Honorable's departure leaves FERC with only one sitting commissioner. The agency has been without a quorum since Chairman Norman Bay resigned in February. Honorable's term wrapped up this month, and she told reporters she didn't want to seek another term.
"I'm going to make a decision that's best for me and my family at this juncture and so what's best for me is to exit at the end of the month," Honorable said.
President Trump nominated three former regulators and Congress aides to fill the vacant spots and bring the agency to four. A Senate committee cleared Pennsylvania regulator Robert Powelson and Neil Chatterjee, both Republicans, but they still await a full Senate confirmation.
Earlier this week, Trump announced he would nominate Democratic Senate aide and former utility executive Richard Glick to FERC. If all are approved, the commission would have two members from each major political party.
Obama appointed Honorable in 2014, and the Senate confirmed her at the end of the year. Before FERC, she served as Chairman and a member of the Arkansas Public Utilities Commission since 2007. A proponent for renewable energy, she touted the importance of fuel diversity during her speech at the Energy Information Administration's annual conference in Washington.
"We have seen so much change in a very short period of time," Honorable said, referring to the explosion of natural gas since the mid-2000s and the parallel growth of renewable energy.
"Yes, gas is an important part (of the power mix) but I can't help but harken back to my early days as a regulator and urging all of us to continue to ensure fuel diversity," Honorable said. "We need it all."
Natural gas for the first time surpassed coal as the prime power resource in 2016, a result of "economics," Honorable added.
Coal and nuclear have taken a beating in the wholesale power markets thanks to an influx of cheap natural gas. The demise of coal in particular spurred Energy Secretary Rick Perry to commission a review of baseload generation to weigh the impacts of subsidized resources such as wind and solar on the grid.
The Trump administration singled out coal as a resource to preserve. EPA Administrator Scott Pruitt said utilities need the ability to store "solid hydrocarbons onsite" to call on during times of peak demand.
Honorable said regulators must "remove barriers" to the integration of renewable energy, and ensure competition of "all resources" in fuel-agnostic markets.

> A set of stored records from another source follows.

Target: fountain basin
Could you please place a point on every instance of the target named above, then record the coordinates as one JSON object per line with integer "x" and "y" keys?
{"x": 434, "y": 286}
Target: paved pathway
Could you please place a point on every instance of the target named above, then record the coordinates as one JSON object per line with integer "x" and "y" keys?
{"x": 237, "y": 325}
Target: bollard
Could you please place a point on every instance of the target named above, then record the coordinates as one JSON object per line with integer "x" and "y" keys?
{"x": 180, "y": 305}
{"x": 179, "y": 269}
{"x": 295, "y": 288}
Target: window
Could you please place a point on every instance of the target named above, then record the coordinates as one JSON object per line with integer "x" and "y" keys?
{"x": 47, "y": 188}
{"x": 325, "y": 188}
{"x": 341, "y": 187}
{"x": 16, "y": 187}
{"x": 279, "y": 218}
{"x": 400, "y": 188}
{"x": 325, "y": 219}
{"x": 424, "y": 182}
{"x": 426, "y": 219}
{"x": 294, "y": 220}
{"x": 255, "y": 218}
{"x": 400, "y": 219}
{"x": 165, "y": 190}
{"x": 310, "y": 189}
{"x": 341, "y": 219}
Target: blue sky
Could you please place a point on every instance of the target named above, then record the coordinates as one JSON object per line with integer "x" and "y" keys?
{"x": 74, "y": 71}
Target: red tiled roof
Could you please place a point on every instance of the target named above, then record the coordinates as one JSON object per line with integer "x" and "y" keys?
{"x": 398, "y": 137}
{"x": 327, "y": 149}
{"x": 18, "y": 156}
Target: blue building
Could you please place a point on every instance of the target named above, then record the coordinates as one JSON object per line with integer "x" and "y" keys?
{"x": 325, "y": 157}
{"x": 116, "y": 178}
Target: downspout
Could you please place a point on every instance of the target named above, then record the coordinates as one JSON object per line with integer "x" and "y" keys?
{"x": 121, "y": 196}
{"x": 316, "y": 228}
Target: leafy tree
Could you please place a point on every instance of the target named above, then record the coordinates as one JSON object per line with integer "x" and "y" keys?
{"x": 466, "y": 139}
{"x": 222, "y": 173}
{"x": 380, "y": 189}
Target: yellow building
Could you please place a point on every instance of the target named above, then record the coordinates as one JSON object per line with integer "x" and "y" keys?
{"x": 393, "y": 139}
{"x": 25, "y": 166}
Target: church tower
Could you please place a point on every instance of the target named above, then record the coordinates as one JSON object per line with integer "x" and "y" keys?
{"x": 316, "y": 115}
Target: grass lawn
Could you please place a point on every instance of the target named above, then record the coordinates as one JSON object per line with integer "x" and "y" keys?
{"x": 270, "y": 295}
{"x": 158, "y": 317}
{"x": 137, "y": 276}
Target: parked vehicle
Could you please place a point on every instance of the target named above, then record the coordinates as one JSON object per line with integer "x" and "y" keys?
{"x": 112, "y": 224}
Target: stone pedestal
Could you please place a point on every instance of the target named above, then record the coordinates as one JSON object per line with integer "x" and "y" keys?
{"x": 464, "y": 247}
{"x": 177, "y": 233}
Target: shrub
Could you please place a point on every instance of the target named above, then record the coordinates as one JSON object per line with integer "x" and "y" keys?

Honorable throughout her speech avoided direct criticism over the Trump administration's skepticism of renewable energy and support of fossil fuels. She did, however, address fears that renewable energy undermined the reliability of the grid.
"We need to think about ways in which renewable energy is being developed, where it's being developed," she said. "Do we recognize that renewables have different attributes? Yes. Do we recognize that we must ensure the proper support for renewables? Yes."
"Do I believe [renewables] are impacting grid reliability? Absolutely not," she said. "I don't see any problems with reliability and I say bring on more renewable energy."